Opinion: Michigan’s online sales tax won’t help mom-and-pop shops

Kate Patrick
Patrick writes: "The initiative targets smaller online sellers with its low threshold and does little to help small brick-and-mortar businesses."

There are fierce debates over how the South Dakota v. Wayfair decision will affect small online sellers or small brick-and-mortar businesses, but those debates hinge on how states now choose to enforce the collection of sales tax from out-of-state online sellers.

Michigan’s Treasury Department initiative to enforce collection of a 6 percent sales tax from out-of-state online sellers that make at least $100,000 a year or conduct at least 200 transactions in a year aims to “level the playing field” between Michigan’s brick-and-mortar businesses and out-of-state online sellers, according to a department press release.

But the initiative, announced Tuesday, targets smaller online sellers with its low threshold and does little to help small brick-and-mortar businesses, whose decline many experts, like the Institute for Local Self-Reliance (ILSR), attribute to the rise of e-commerce, specifically e-commerce giants like Amazon.

The only online sellers exempt from the Michigan sales tax are businesses with no employees (i.e., entirely run by the owner). According to QuickBooks, an accounting software program aimed at helping small- to medium-sized businesses, only zero-employee businesses make less than or equal to $100,000 per year.

Small businesses with one to four employees make around $387,000 per year, and those with more employees make upwards of $1 million a year. While 80 percent of small businesses in the U.S. have no employees, the Michigan initiative doesn’t provide much of an incentive for these small businesses to grow with its $100,000 in sales per year and 200 transactions per year threshold for the tax.

The tax does level the playing field in that it requires all out-of-state online sellers to pay the same retail sales tax that in-state sellers with a physical presence do. But large online sellers or large brick-and-mortar retailers with growing online presences — like Amazon, Target and Walmart — who have been nabbing market share from small stores with no online presence, already pay sales tax because they have met the physical presence requirements via warehouses or brick-and-mortar stores.

According to TechCrunch, Amazon claims 49 percent of the e-commerce market share, with all other competitors — the top ones including eBay, Apple, and Walmart respectively — claiming less than 10 percent, each.

Thus, according to the data, Amazon already provides most of the online sales revenue to states.

Michigan’s initiative goes after the businesses that don’t earn nearly as much. According to the Treasury Department’s press release, the state expects the added revenue from the online sales tax of out-of-state online sellers to add about $200 million to the state budget annually.
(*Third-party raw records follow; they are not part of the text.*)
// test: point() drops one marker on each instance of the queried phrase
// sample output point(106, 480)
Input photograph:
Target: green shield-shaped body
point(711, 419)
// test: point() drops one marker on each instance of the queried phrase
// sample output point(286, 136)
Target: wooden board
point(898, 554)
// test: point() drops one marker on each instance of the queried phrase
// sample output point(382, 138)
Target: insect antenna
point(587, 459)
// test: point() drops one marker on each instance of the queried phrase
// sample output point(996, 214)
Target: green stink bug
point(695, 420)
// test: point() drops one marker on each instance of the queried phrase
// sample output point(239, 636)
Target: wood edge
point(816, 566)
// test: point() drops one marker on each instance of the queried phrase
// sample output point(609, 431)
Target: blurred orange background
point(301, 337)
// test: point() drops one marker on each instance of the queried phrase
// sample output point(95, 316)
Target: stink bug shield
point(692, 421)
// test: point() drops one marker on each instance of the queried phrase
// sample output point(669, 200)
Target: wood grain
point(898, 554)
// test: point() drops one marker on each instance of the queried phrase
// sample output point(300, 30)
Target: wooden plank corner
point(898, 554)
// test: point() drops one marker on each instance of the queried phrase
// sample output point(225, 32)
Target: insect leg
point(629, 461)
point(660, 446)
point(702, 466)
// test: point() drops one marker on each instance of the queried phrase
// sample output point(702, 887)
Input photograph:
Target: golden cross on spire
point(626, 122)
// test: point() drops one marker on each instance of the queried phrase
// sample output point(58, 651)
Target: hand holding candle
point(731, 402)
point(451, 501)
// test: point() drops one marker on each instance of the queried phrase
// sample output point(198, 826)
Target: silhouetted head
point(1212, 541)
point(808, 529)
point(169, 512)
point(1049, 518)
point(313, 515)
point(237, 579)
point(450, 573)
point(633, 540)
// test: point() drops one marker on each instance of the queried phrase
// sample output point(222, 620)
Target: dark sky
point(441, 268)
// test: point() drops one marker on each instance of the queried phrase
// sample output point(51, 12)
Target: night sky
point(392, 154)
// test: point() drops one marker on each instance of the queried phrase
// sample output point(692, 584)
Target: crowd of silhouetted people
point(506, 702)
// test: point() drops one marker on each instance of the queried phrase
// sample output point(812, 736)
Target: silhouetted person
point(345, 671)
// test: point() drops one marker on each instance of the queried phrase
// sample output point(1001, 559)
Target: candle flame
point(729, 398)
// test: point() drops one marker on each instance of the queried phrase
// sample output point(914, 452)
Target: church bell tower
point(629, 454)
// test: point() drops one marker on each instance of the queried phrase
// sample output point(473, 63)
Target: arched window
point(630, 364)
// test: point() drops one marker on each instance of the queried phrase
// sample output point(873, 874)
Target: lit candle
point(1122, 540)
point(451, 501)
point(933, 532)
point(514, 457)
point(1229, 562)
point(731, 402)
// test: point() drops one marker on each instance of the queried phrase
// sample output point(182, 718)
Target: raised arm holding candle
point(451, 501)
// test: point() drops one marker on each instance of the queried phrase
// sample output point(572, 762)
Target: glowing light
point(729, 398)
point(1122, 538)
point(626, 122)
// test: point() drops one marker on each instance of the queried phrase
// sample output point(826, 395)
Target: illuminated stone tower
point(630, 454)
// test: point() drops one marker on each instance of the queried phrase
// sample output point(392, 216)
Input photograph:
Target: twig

For perspective, the 2018 state budget is $10.1 billion, which means the online sales tax revenue from small- to medium-sized online businesses will only be 2 percent of the state budget.

Alan Viard, a senior scholar who specializes in federal tax and budget policy for the American Enterprise Institute (AEI), told InsideSources that Michigan’s initiative is “pretty much in line” with other states pursuing the online sales tax, with the exception of its $100,000 per year threshold.

Viard said the height of the threshold for each state largely depends on the size of its economy. (Many other states are opting for a $500,000 threshold.) For Michigan, however, the $100,000 threshold is “surprising” because it won’t have that much of an effect on state revenue.

Kate Patrick reports technology and finance news for InsideSources.